W3C home > Mailing lists > Public > public-rdf-wg@w3.org > May 2011

Re: Proposal for ISSUE-12, string literals

From: Richard Cyganiak <richard@cyganiak.de>
Date: Thu, 12 May 2011 11:19:27 +0100
Cc: RDF Working Group WG <public-rdf-wg@w3.org>
Message-Id: <27DEFC50-57DB-4F54-9A47-E44459FA1827@cyganiak.de>
To: Ivan Herman <ivan@w3.org>
On 12 May 2011, at 09:22, Ivan Herman wrote:
> - You make the remark on the wiki page on 'extending this to numeric literals', which I would rather say 'extending this to any datatype' (eg, xsd:dateTime, too).

Right -- I changed the section heading on the wiki.

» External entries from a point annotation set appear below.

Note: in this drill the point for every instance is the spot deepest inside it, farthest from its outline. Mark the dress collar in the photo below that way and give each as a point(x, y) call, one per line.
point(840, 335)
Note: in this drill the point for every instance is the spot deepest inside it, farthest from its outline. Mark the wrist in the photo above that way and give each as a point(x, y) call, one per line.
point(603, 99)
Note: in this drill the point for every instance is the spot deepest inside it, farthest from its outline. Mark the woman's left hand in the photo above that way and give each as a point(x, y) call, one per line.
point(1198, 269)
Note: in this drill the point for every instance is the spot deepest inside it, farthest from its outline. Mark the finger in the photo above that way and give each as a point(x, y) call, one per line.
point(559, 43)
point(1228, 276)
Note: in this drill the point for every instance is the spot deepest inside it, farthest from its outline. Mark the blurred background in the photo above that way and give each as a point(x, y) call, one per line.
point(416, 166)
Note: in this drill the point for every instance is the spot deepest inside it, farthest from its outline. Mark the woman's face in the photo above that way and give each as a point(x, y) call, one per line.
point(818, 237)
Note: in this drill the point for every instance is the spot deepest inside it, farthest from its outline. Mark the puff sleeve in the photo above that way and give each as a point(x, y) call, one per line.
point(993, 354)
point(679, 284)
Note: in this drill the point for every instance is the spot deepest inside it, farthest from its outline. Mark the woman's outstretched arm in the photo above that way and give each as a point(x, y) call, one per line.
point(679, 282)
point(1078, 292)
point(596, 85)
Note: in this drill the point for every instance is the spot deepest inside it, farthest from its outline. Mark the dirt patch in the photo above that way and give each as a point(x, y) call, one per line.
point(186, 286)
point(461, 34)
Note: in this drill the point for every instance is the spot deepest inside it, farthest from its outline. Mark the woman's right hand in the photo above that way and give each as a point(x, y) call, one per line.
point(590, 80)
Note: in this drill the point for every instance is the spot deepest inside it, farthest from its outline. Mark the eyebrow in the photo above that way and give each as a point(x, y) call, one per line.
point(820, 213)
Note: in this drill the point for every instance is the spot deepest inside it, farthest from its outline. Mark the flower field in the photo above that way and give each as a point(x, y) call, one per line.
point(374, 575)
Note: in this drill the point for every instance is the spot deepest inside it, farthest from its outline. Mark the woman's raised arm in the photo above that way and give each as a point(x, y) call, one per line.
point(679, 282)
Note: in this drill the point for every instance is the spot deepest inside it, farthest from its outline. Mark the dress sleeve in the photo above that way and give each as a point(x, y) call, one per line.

> I have the impression that this is also a consequence of what you write already. You emphasize the 'lexical equality', and you also say "Implementations MAY replace any literal with a canonical form if both are syntactically different, but have the same value." which does not look like being bound to string literals.

The way I wrote it, the only literals marked as canonical forms are plain string literals. So the sentence doesn't license replacement of, say, +00013 with 13, because no numeric literals have been marked as canonical forms. That could be easily changed, of course.

> Do you think there is anything missing in this document to make that picture complete (except, editorially, to possibly add non-string examples)?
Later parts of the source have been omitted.